BARNEY
NAGLER
Country: United States
Born: August 24, 1912
Died: October 1990
For nearly 40 years, Barney Nagler wrote a newspaper column devoted
mainly to boxing and thoroughbred racing. The column, “On Second
Thought,” first appeared in 1950 in the New York Morning Telegraph and
was spiced with jargon of the gym and stable. When the Telegraph ceased
publication in 1972, Nagler’s column moved to
the Daily Racing Form, continuing until the writer’s death in
October 1990.
An author of numerous books, Nagler’s titles include James Norris and
the Decline of Boxing, The American Horse, Brown Bomber: The Pilgrimage of Joe
Louis, Only the Ring Was Square (with Teddy
Brenner), and Shoemaker, America’s Greatest Jockey.
Before joining the New York Telegraph, Nagler was a writer for Bill
Stern’s Colgate Sports Newsreel on national radio. During the
1950s and 1960s, he was a producer of sports events on the NBC and ABC television
networks, including the 1964 Winter Olympic Games and Wide World of Sports.

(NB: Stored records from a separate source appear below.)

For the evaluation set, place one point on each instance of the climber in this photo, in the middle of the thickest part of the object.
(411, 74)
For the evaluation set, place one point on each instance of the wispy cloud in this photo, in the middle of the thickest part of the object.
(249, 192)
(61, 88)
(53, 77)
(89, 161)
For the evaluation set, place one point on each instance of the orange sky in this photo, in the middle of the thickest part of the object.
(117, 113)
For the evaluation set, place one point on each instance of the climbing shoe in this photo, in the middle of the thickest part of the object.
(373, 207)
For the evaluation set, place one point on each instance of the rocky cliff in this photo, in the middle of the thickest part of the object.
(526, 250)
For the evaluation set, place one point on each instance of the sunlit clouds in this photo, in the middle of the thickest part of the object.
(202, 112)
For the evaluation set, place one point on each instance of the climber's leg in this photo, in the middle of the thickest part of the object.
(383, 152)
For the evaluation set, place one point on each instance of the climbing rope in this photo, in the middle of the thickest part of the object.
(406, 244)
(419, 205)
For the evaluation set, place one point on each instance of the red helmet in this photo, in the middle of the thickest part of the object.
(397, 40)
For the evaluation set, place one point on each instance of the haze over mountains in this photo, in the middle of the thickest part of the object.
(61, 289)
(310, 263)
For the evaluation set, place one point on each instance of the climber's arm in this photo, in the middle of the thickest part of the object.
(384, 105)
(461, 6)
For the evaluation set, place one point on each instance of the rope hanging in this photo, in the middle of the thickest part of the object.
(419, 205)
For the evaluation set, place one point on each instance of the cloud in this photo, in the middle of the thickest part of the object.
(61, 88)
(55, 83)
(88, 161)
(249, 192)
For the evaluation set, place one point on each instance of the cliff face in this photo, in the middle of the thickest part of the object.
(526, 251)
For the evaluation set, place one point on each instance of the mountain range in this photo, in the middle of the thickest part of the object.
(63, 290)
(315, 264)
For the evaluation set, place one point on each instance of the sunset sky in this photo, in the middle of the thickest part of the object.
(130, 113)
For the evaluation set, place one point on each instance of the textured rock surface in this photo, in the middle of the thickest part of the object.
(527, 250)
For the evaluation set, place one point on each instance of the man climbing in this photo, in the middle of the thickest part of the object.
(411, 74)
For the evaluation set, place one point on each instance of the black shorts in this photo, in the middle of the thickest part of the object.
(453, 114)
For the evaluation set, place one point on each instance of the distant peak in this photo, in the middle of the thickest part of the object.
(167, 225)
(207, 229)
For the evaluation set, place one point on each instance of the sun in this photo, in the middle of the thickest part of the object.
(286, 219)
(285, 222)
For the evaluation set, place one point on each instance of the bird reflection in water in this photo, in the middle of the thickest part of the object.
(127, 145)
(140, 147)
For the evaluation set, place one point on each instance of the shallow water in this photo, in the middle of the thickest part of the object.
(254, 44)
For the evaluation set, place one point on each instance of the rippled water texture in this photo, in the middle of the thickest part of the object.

Nagler served as president of the New York Boxing Writers Association twelve
times between 1960 and 1980. From 1984 to 1989, he was president of the Boxing
Writers Association of America and received the Association’s James A.
Farley Award in 1989.
In 1978, Nagler was honored with the Walter Haight Award by the National Turf
Writers Association for excellence in reporting thoroughbred racing.